# Creating a New Data Subset on County Public Health

## Instructions Overview

The following is a detailed guideline for creating a new data subset using the preexisting county Public Health dataset that is available for free on the Web

The guide is made for those who have little experience with Python3, and Google Colabs.

**Basic Steps**


1.   Mount the your drive to the Notebook, giving the notebook access to your drive
2.   Import the necessary python packages
1.   Create a dataframe by reading in a csv file
2.   Create a new data subset by filtering only the relevant information
1.   Export your new subset as .csv file









## Getting Started

The first thing you are going to is upload your relevant data .csv file into your Google Drive. For convenience sake, it would be simplest if you can just upload it straight into your drive and not into any folder (this ensures that the step after this runs smoothly).  

After that you want to execute the following code, to mount your drive to this notebook. Mounting your drive is the easiest way to ensure access to your data.

Use the following code to mount your drive:


In [None]:
from google.colab import drive
drive.mount('/content/gdrive')

Mounted at /content/gdrive


Now that we have mounted the code we are going to import the necessary python packages. Essentially, these just provide additional functionality that is not present in base python.

In [7]:
import numpy as np
import pandas as pd

For the purposes of abstraction we imported numpy as np, and pandas as pd. This just makes referring to them easier in the future.

## Creating a dataframe

Now we are going to create a new dataframe. To accomplish this we are going to use the pd.read_csv()

We create a new dataframe called df, and make it equal to the pd.read_csv() fucntion. In the empty parentheses we want to identify the csv file with quotation marks.

The following line of code executes this.


In [8]:
df = pd.read_csv('gdrive/My Drive/Colabs/CountyHealthData_2014-2015.csv')
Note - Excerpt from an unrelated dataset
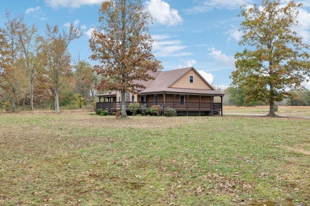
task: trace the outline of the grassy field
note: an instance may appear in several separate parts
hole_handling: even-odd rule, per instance
[[[0,113],[0,205],[310,205],[309,126]]]
[[[269,111],[269,106],[224,106],[224,113],[257,114],[266,115]],[[310,106],[279,106],[276,114],[279,116],[298,116],[310,117]]]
Now just to test what a sample row of the data frame looks like I can use the .sample() function, as executed below.

In [17]:
df.sample()

Unnamed: 0,State,Region,Division,County,FIPS,GEOID,SMS Region,Year,Premature death,Poor or fair health,...,Drug poisoning deaths,Uninsured adults,Uninsured children,Health care costs,Could not see doctor due to cost,Other primary care providers,Median household income,Children eligible for free lunch,Homicide rate,Inadequate social support
2524,MI,Midwest,East North Central,Mason County,26105,26105,Region 7,1/1/2015,7857.0,0.209,...,8.46,0.182,0.048,8299.0,0.143,52.0,40438,,,


## Creating a Subset of our Data

Now we could just keep the following dataframe, as the same but as seen when we took out a sample row of the dataframe, there is alot of excess and irrelevant data.

Our objective is to create a smaller data subset that focuses on how Median Household income and unemployment impact general health.

We can organize this into 3 main areas:

*   Time and location
*   Health indicators
*   Employment/income


Here are the following columns to include:

For time and location context, you would include:


*   County
*   State
*   Year


For unemployment/income, you would include:

*   Unemployment
*   Median Household Income


For Health Indicators, one would include:


*   Adult Obesity
*   Poor Mental Health Days
*   Premature Deaths




## Filtering Our Data to create the subset:

The first we will do is create a variable called relevant_columns, that will include all the following columns (are their information)  listed above in the “creating a subset of our Data”.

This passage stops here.